The BOP is the difference in total values between payments into and out of the country over a period.
A surplus means more dollars flowed into the country from exports, remittances, business process outsourcing earnings and tourism receipts than what flowed out to pay for the importation of more goods, services and capital.
For the January to July period, the BOP surplus fell by 31.8 percent to $1.5 billion from $2.2 billion in the same period in 2023.
According to the BSP, the year-to-date BOP surplus reflected the narrower trade deficit alongside continued inflows from personal remittances, foreign direct investments, external borrowings of the government and foreign portfolio investments.
Latest data from the Philippine Statistics Authority showed that the country’s trade deficit narrowed by 9.5 percent to $25 billion in the first half of the year compared to last year’s $27.63 billion.

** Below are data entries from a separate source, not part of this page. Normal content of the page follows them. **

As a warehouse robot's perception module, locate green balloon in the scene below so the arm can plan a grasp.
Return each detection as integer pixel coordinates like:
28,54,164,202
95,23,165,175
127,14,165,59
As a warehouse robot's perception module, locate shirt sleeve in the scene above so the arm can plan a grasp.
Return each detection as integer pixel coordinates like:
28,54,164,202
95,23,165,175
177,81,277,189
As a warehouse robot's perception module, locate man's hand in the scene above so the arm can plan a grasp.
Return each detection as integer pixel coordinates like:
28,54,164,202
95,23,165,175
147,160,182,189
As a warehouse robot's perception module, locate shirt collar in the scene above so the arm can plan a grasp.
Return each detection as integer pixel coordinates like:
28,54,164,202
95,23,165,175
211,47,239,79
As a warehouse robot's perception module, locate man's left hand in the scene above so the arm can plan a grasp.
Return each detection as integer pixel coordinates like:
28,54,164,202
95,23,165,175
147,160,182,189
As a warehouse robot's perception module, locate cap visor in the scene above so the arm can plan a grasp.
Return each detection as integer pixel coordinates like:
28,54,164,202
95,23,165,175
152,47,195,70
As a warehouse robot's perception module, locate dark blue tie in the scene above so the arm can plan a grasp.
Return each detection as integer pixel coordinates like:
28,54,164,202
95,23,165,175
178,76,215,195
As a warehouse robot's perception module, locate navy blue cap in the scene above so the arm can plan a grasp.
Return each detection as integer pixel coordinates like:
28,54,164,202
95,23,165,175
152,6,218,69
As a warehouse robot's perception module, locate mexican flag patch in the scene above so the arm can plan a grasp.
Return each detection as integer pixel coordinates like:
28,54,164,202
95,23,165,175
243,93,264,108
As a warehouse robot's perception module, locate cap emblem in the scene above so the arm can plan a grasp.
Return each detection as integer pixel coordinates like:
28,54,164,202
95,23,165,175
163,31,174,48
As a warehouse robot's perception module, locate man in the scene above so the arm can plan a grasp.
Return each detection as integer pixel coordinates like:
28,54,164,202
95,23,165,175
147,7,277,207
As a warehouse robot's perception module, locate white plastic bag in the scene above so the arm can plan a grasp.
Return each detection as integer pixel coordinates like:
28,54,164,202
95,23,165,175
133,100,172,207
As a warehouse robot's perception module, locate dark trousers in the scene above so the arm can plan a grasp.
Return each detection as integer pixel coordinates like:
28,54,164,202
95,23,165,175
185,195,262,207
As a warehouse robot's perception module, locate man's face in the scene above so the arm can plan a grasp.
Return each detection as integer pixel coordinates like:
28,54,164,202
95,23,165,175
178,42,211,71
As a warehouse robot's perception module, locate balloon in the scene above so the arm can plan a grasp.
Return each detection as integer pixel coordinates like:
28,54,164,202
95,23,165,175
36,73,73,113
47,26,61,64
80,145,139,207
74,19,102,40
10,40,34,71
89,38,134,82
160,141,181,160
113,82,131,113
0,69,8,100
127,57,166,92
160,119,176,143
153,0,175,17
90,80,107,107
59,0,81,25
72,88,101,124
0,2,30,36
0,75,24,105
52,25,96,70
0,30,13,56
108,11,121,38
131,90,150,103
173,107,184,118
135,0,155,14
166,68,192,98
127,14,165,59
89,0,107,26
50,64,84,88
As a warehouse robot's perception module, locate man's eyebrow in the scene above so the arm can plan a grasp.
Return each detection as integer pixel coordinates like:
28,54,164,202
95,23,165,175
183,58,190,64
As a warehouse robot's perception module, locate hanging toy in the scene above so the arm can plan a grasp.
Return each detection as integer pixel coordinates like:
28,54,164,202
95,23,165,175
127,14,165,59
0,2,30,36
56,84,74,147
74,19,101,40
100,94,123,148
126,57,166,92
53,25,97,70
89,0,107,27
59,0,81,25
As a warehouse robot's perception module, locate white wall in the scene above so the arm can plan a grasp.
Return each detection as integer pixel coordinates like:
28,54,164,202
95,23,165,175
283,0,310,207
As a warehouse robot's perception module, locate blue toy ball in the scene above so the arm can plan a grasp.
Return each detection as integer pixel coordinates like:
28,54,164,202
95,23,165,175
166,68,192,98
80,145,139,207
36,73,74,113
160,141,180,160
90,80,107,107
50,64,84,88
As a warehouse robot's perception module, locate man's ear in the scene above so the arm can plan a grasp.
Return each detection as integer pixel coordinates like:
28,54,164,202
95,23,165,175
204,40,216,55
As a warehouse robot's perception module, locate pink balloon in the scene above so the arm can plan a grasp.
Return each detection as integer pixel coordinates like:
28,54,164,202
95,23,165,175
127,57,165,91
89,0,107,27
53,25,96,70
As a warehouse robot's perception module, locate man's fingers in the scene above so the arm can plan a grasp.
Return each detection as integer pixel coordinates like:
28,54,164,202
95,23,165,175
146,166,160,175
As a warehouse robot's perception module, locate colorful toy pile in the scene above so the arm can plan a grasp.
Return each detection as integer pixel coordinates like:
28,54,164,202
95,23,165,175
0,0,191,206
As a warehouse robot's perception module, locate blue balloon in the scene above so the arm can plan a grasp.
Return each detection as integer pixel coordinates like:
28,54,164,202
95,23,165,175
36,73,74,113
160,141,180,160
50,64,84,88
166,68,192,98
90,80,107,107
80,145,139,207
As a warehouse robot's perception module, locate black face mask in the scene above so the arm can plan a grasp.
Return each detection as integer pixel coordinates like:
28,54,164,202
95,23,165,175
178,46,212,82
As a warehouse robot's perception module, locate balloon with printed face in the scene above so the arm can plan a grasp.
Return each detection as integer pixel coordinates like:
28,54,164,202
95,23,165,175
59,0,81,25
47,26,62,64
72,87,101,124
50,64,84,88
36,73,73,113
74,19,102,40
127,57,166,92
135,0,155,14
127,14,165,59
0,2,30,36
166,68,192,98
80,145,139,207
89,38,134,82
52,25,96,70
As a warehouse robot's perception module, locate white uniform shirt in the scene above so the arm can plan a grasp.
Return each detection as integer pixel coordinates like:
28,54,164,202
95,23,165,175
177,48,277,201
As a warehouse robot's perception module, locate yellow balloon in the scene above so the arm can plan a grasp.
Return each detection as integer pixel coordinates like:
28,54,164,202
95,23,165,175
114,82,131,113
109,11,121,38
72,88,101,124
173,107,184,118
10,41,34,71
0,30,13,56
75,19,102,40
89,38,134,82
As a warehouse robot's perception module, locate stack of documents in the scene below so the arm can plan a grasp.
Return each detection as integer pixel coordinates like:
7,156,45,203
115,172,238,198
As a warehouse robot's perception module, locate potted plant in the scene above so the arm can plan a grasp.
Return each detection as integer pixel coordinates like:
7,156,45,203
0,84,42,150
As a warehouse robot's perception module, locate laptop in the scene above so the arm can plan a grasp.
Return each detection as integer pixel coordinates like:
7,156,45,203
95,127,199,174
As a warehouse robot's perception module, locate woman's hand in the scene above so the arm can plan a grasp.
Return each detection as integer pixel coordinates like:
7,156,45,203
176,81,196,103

For June alone, the Philippines posted a trade deficit of $4.3 billion, the narrowest since the $3.35 billion deficit last March.
Likewise, personal remittances grew by 2.9 percent to $18.1 billion in the first half from $17.59 billion in the same period in 2023. Out of the six-month total, cash remittances coursed through banks also increased by 2.9 percent to $16.25 billion from $15.7 billion.
The BSP said the BOP surplus reflects a gross international reserve level of $106.7 billion as of end-July, up from $105.2 billion as of end-June.
The level is equivalent to around 7.9 months’ worth of imports of goods and services and payments of primary income.
It is also about 6.1 times the country’s short-term external debt based on original maturity and 3.8 times based on residual maturity.
The buffer ensures the availability of foreign exchange to meet balance of payments financing needs, such as for payment of imports and debt service in extreme conditions when there are no export earnings or foreign loans.
The BSP sees the country’s BOP surplus at $1.6 billion or 0.3 percent of gross domestic product for this year. It also projects a BOP surplus of $1.5 billion or 0.3 percent of GDP in 2025.